When my children were much younger, Aaron reported (not tattled) by spelling out that Jennifer was saying "C- A -R- P!!" The misspelling of the word resulted in a family tradition. So today, in our family, when we are tempted to say a crude word, we just say carp (like the fish) instead. Aaron reminds me that if we are using a substitute word (like freakin'), that we may as well say the real word. It does sound suspiciously like something I may have told him (a hundred times), but as I mature, I've come to realize not all that I thought was wisdom, was wise. Apparently, I prefer the substitute words. For instance, the quickest way to ruin a movie for me, is to clutter it up with gutter talk. It is never, I repeat, never ever necessary. Even if it's about the gutter. I have an imagination and I'm not afraid to use it.

Tuesday, March 10, 2009

Remember That New Car Smell?

Only once in my life did I have a brand new, drive-off-the- lot, new car, complete with that new car smell. For some time, I took extra precautions to avoid getting little dents in the doors from other car doors and was even tempted to take the middle out of two parking spaces like I had seen some people do, but always managed to restrain myself. There was no eating (and most definitely no smoking) in the car. The first scratch on a new car is a blessing, bringing on the sigh of resignation that it is, after all, just an automobile. A mode of transportation. A machine that's whole purpose in life is to get from point A to point B faster than walking or riding a horse. Suddenly the pressure to treat it like a china doll is gone. Life is so full of much more meaningful issues, don't ya think?

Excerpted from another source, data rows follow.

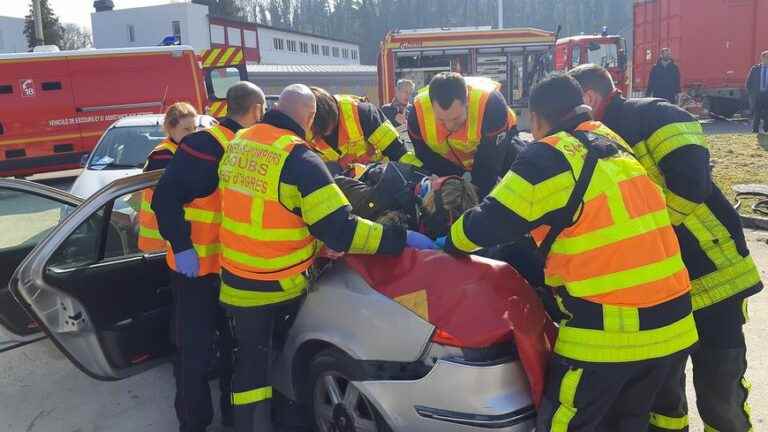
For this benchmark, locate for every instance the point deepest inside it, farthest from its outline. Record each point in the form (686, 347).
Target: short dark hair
(555, 97)
(593, 77)
(242, 96)
(327, 114)
(446, 87)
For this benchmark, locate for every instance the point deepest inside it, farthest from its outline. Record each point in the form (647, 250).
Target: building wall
(112, 29)
(12, 37)
(289, 49)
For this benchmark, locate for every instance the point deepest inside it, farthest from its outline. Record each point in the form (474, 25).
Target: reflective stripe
(599, 346)
(269, 264)
(367, 237)
(621, 319)
(322, 202)
(626, 279)
(724, 283)
(383, 136)
(679, 207)
(673, 136)
(459, 239)
(411, 159)
(292, 287)
(193, 214)
(251, 396)
(567, 410)
(669, 423)
(530, 201)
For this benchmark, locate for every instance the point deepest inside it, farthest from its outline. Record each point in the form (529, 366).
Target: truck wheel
(336, 404)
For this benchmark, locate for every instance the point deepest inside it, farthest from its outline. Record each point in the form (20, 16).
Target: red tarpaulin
(477, 301)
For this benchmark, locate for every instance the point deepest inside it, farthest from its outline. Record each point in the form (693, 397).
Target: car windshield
(126, 147)
(605, 55)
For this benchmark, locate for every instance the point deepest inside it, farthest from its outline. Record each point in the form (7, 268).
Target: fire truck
(515, 57)
(608, 51)
(55, 105)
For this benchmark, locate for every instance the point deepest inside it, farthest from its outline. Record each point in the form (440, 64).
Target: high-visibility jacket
(150, 239)
(617, 270)
(203, 215)
(459, 147)
(265, 223)
(666, 140)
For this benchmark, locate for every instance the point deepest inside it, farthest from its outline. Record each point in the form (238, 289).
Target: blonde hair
(175, 113)
(458, 195)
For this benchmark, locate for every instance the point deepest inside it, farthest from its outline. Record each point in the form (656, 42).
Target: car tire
(336, 405)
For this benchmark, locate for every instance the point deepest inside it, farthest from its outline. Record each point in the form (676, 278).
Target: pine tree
(52, 29)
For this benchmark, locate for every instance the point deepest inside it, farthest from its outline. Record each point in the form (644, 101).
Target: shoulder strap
(577, 196)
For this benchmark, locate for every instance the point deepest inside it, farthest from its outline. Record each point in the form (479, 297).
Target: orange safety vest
(459, 147)
(204, 217)
(353, 145)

One might feel like the prestige of obtaining one's license to drive is similar, in that you want to keep your driving record meticulously spotless. You subconsciously hold your breath, fearing the first citation to mar your otherwise flawless performance. Then, it happens. After that, you can breathe easier, knowing it has finally happened and you can get on with the business of living.

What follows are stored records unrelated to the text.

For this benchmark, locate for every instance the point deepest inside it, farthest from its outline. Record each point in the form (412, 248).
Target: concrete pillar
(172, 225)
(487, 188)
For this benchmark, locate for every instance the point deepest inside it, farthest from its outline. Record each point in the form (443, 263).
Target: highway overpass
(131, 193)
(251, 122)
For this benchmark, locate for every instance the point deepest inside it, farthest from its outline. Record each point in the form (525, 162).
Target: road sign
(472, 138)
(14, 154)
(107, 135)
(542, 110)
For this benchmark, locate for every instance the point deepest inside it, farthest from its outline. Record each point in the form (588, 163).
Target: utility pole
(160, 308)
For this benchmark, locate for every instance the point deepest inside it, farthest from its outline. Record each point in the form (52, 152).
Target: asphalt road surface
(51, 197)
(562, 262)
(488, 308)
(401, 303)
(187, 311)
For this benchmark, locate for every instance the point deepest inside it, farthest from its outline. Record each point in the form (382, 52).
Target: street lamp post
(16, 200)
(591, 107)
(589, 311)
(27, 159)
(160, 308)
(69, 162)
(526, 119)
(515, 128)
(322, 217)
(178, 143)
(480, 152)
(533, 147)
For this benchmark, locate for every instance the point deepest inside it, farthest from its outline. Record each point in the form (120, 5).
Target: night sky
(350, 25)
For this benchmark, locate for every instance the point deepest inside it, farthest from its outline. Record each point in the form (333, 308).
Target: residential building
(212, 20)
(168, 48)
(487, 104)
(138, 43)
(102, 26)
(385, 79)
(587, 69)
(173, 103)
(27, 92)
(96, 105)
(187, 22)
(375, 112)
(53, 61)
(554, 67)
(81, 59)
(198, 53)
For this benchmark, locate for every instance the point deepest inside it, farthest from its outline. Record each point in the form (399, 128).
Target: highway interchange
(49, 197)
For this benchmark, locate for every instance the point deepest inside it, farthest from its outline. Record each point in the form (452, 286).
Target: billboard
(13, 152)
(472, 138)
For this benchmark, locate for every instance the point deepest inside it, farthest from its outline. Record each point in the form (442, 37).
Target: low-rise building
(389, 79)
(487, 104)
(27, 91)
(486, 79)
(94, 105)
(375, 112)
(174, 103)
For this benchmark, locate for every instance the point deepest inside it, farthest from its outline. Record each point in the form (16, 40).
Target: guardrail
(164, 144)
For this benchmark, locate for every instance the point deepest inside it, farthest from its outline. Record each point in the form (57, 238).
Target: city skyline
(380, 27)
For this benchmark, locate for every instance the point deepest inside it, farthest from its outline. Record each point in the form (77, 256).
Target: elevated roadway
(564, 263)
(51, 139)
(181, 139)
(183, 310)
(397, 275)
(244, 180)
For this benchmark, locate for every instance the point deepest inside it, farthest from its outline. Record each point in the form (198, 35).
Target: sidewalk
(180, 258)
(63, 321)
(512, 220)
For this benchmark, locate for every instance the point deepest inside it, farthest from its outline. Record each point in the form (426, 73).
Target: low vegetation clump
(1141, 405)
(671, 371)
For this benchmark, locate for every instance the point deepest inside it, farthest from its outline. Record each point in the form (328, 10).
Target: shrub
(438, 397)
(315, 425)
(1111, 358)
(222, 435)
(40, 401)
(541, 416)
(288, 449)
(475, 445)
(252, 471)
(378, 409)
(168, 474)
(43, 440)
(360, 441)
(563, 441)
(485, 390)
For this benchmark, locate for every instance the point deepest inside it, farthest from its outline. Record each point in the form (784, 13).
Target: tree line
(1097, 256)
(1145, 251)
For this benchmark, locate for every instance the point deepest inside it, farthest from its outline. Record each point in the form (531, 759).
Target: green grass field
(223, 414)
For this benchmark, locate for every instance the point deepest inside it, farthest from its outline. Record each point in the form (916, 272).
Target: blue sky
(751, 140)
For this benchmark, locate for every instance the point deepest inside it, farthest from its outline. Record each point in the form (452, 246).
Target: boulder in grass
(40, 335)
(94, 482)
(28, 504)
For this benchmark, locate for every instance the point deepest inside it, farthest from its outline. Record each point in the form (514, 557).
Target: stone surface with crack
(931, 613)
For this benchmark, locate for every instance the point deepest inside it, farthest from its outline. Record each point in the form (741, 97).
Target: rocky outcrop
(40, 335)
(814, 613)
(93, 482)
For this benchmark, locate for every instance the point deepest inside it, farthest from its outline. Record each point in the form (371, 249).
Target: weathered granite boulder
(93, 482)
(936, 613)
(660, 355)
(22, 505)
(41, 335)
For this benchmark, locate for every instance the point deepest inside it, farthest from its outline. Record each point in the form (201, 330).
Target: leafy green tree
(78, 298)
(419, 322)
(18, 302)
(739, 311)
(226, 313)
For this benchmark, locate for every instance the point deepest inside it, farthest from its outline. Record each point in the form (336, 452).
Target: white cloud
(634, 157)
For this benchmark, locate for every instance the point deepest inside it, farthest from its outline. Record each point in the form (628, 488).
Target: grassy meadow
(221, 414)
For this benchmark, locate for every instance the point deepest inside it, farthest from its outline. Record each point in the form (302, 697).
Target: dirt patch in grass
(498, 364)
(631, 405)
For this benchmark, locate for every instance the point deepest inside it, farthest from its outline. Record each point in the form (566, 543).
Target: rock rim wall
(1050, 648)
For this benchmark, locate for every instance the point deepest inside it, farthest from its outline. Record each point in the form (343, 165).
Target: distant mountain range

So this morning, on the way to school, my granddaughter, Cheyenne was involved in an accident with, gratefully, no one being seriously injured (only seriously shaken). I understand both cars will most likely be totaled, but I have learned that it is only about money and inconvenience and we can handle that.

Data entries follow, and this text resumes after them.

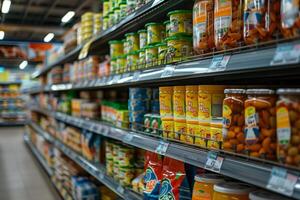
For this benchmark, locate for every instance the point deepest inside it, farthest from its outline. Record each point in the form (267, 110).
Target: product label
(283, 126)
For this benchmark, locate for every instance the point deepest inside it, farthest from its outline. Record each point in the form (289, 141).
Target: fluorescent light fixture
(48, 37)
(23, 64)
(67, 17)
(5, 6)
(2, 34)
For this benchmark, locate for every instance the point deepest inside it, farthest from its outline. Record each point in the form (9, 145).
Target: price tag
(286, 54)
(136, 76)
(214, 162)
(128, 138)
(120, 189)
(162, 148)
(219, 63)
(281, 181)
(168, 71)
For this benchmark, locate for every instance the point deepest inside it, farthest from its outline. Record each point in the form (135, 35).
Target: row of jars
(116, 10)
(258, 123)
(227, 24)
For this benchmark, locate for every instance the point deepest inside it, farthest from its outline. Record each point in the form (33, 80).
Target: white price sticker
(282, 182)
(162, 148)
(168, 71)
(214, 162)
(286, 54)
(219, 63)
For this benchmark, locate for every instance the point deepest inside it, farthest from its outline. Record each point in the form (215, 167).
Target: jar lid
(179, 37)
(232, 188)
(130, 34)
(264, 195)
(234, 91)
(260, 91)
(288, 91)
(142, 31)
(153, 24)
(180, 12)
(209, 178)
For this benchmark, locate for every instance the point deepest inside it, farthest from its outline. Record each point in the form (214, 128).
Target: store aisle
(20, 176)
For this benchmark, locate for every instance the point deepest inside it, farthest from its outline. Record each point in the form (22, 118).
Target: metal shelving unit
(96, 170)
(248, 170)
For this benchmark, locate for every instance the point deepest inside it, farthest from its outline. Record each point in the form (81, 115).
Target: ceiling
(31, 20)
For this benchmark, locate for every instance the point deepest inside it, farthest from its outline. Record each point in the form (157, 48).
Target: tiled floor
(21, 177)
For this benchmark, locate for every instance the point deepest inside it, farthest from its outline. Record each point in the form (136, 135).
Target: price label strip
(162, 148)
(286, 54)
(282, 182)
(219, 63)
(214, 162)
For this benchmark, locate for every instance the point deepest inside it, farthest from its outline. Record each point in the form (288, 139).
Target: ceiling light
(23, 64)
(67, 17)
(48, 37)
(2, 34)
(5, 6)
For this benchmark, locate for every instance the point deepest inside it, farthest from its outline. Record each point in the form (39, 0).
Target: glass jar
(260, 123)
(181, 22)
(288, 126)
(203, 26)
(233, 120)
(231, 191)
(290, 18)
(204, 186)
(228, 25)
(261, 20)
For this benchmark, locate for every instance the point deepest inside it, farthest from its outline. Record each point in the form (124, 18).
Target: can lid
(180, 12)
(232, 188)
(264, 195)
(209, 178)
(260, 91)
(234, 91)
(288, 91)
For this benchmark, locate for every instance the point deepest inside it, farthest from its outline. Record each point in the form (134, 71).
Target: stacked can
(138, 106)
(87, 26)
(97, 26)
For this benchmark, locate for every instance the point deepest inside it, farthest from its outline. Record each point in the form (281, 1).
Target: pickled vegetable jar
(203, 26)
(155, 33)
(204, 186)
(180, 22)
(260, 123)
(151, 55)
(179, 48)
(116, 48)
(228, 26)
(261, 20)
(290, 18)
(133, 41)
(288, 126)
(233, 120)
(231, 191)
(143, 38)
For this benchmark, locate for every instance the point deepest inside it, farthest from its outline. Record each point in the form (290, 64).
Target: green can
(132, 61)
(155, 33)
(179, 47)
(133, 41)
(162, 52)
(181, 22)
(143, 38)
(151, 52)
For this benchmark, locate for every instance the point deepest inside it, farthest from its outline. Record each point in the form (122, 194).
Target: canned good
(155, 33)
(181, 22)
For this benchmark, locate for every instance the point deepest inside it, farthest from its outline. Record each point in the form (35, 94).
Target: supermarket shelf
(38, 155)
(247, 170)
(97, 170)
(151, 11)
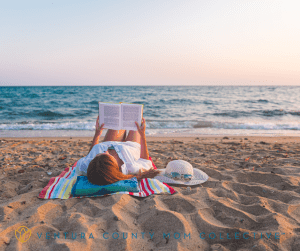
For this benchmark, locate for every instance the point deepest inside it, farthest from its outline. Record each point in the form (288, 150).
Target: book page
(110, 115)
(130, 114)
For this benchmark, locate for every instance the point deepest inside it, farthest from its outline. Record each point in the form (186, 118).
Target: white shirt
(129, 152)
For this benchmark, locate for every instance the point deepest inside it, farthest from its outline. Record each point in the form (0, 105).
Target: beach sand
(253, 189)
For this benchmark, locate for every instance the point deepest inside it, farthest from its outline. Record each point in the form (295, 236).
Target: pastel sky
(150, 42)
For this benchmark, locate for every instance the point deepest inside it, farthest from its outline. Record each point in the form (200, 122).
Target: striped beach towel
(60, 187)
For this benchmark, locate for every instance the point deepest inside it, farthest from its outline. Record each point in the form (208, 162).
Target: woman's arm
(97, 135)
(141, 130)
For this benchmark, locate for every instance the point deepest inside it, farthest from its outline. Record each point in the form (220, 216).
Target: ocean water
(168, 110)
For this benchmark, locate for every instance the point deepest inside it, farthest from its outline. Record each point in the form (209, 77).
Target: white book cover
(120, 116)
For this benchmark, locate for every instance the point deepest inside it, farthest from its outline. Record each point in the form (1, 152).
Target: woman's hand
(147, 174)
(99, 129)
(142, 128)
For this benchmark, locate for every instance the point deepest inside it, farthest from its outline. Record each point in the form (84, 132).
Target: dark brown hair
(103, 170)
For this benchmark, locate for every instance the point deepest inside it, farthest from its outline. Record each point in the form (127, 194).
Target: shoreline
(253, 187)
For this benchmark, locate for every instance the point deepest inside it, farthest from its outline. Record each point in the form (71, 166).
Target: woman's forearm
(144, 148)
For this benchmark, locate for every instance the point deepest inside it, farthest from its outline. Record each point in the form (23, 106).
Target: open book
(120, 116)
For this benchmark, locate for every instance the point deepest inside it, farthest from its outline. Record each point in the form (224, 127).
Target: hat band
(179, 176)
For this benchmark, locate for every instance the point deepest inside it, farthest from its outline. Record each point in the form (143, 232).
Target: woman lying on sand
(118, 157)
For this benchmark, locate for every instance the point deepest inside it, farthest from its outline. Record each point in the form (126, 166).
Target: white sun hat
(181, 172)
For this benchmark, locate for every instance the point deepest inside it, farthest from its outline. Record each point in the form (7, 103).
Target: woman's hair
(103, 170)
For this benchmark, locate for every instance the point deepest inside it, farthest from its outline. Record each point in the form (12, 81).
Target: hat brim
(198, 178)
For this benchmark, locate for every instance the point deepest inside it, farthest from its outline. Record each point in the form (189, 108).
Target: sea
(71, 111)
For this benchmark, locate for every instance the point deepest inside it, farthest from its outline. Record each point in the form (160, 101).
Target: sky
(154, 42)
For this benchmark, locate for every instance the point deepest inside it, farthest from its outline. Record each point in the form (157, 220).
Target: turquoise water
(201, 110)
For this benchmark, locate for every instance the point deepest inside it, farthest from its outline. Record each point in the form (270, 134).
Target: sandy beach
(250, 202)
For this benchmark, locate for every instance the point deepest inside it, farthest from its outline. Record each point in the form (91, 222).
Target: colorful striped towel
(60, 187)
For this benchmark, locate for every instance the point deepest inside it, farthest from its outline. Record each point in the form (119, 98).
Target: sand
(250, 202)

The driver of the other car, who just happened to be a personal friend of ours from church, was extremely complimentary of Cheyenne, saying that Chey immediately got out of the car and went over to see about her. Even in a moment of great stress, Chey had her priorities straight.

Not having had the benefit of a driving school class, I remember being a newly licensed driver when MY first accident occurred. I failed to yield at a yield sign. I was raised in the country and learned to drive on rustic roads. The understanding of a yield sign had not really registered with me so it was clearly my fault. One of the back fenders had a substantial dent in it and I dreaded telling my parents about it. As I had envisioned, my father began raging about how expensive it was going to be to get it repaired and that our insurance would automatically be increased (all true), etc., etc. Then my mother came out to assess the damage, was quiet for a minute and then interrupted my daddy by saying, "Oh Ray, I could've KICKED a dent in it bigger than that!" ... at which time she dramatically kicked the fender! My dad just stopped yelling and walked off. My mom's words and actions put everything back in perspective. No one was hurt. It was only about money and inconvenience. She was my best friend for a time.

Once again, that's why EXPERIENCE is the best teacher ~ it gives you the TEST first and then the LESSON.

Now, Cheyenne can relax, armed with this new experience and focus on the present.

"Forget about the past ~ it's history,
Don't think about the future ~ it's a mystery,
Focus on the present because it is a gift,
That's why it is called 'the present'".